Science Alert has a story of a new open-access fossil database. Known as the Fossil Calibration Database, the free, open, online resource was created by a group of 20 researchers from the Queensland University of Technology (QUT), the Indiana University, and others. The project was led by Daniel Ksepla, a science curator at the Bruce Museum in Greenwich, CT. The data will be hosted by the journal Palaeontologia Electronica. It joins other online fossil databases like the Paleobiology Database.
The database brings together peer-reviewed fossil information, and it will help scientists from around the world calibrate their 'molecular clocks'.
Right now, scientists compare changes between the DNA of living species to map out how long ago they diverged on life's family tree.
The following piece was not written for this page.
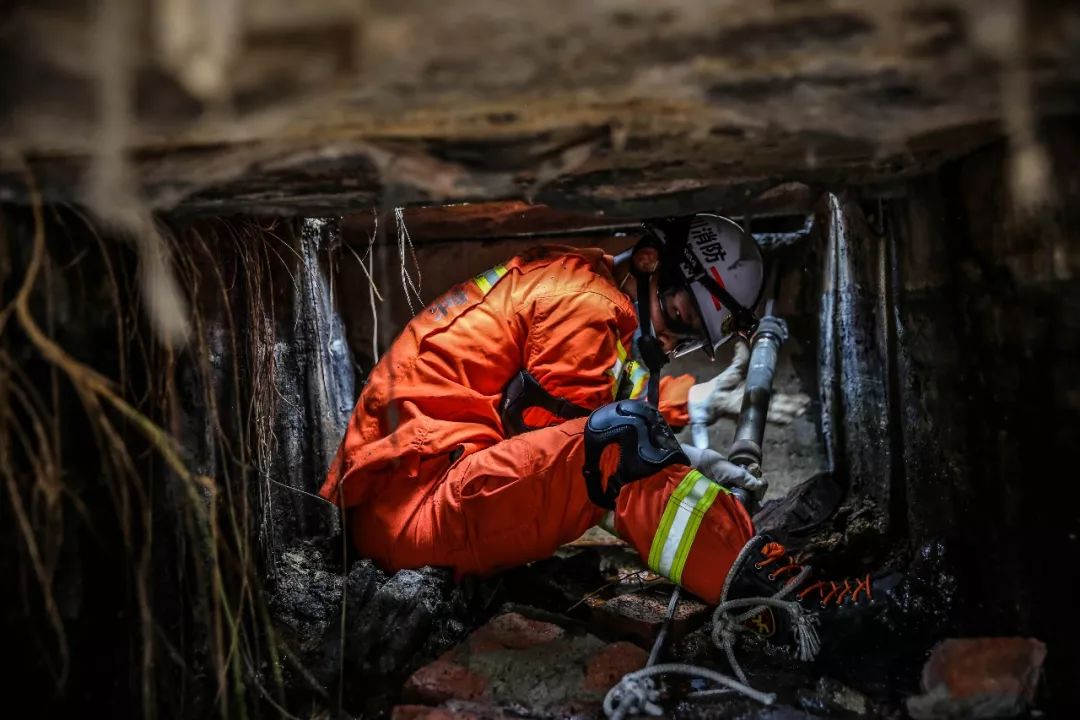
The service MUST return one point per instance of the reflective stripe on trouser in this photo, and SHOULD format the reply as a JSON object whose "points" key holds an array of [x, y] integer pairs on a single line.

But by comparing this information to the fossil record, they can get some sense of a timescale, and hopefully will be able to one day date all of the branching points on the tree of life.
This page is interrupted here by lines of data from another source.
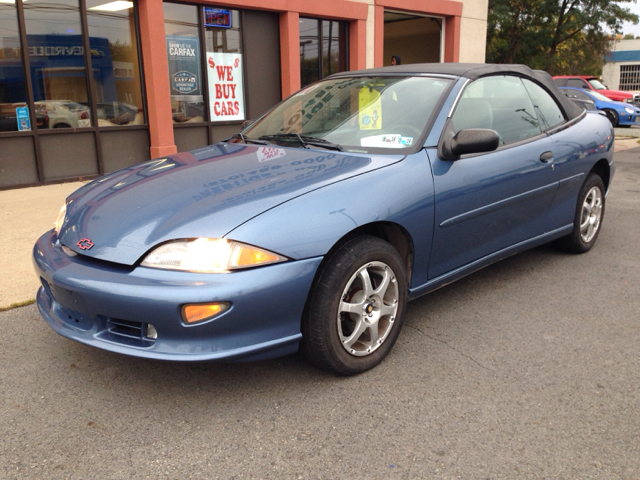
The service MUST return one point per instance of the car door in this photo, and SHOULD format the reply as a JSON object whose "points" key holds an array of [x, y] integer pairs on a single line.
{"points": [[488, 202]]}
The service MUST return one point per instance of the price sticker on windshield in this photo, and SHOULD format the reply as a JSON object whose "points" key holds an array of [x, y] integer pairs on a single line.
{"points": [[370, 115]]}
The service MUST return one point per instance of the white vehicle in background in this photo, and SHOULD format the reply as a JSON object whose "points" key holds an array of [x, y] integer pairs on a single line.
{"points": [[64, 113]]}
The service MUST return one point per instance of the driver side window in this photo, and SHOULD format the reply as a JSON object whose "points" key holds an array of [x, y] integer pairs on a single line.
{"points": [[499, 103]]}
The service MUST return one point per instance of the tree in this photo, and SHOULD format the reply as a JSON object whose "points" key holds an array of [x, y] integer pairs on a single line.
{"points": [[540, 33]]}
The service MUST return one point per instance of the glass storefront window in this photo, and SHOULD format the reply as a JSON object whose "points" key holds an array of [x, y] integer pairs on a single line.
{"points": [[13, 95], [56, 56], [183, 52], [309, 51], [334, 47], [115, 63], [323, 49]]}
“Molecular dating uses fossils as calibrations to inform our models of how the rate of DNA evolution varies among species, to estimate the time key groups of plants and animals evolved,” said Matthew Phillips, an evolutionary biologist from QUT, in a press release.
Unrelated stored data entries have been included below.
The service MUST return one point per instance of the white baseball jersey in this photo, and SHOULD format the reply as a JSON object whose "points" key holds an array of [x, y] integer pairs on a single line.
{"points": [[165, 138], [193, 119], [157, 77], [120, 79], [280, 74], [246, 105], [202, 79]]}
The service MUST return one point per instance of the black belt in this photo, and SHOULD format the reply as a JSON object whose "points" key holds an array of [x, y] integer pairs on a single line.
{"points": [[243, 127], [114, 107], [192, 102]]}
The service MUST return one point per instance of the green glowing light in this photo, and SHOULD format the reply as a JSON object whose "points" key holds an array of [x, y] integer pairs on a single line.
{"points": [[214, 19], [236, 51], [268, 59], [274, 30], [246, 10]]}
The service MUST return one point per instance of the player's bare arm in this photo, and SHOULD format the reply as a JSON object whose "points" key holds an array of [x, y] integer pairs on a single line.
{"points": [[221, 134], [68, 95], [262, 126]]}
He explains that up until now, a lot of these evolutionary genetic studies have been calibrated using outdated and sometimes even incorrect fossil data.
“There has been a lot of disagreement between fossil and DNA researchers on the timing of major events in life’s history," added Phillips in the release. "But the new database will help them find common ground by providing molecular biologists with carefully vetted fossil data for organisms right across the tree of life.”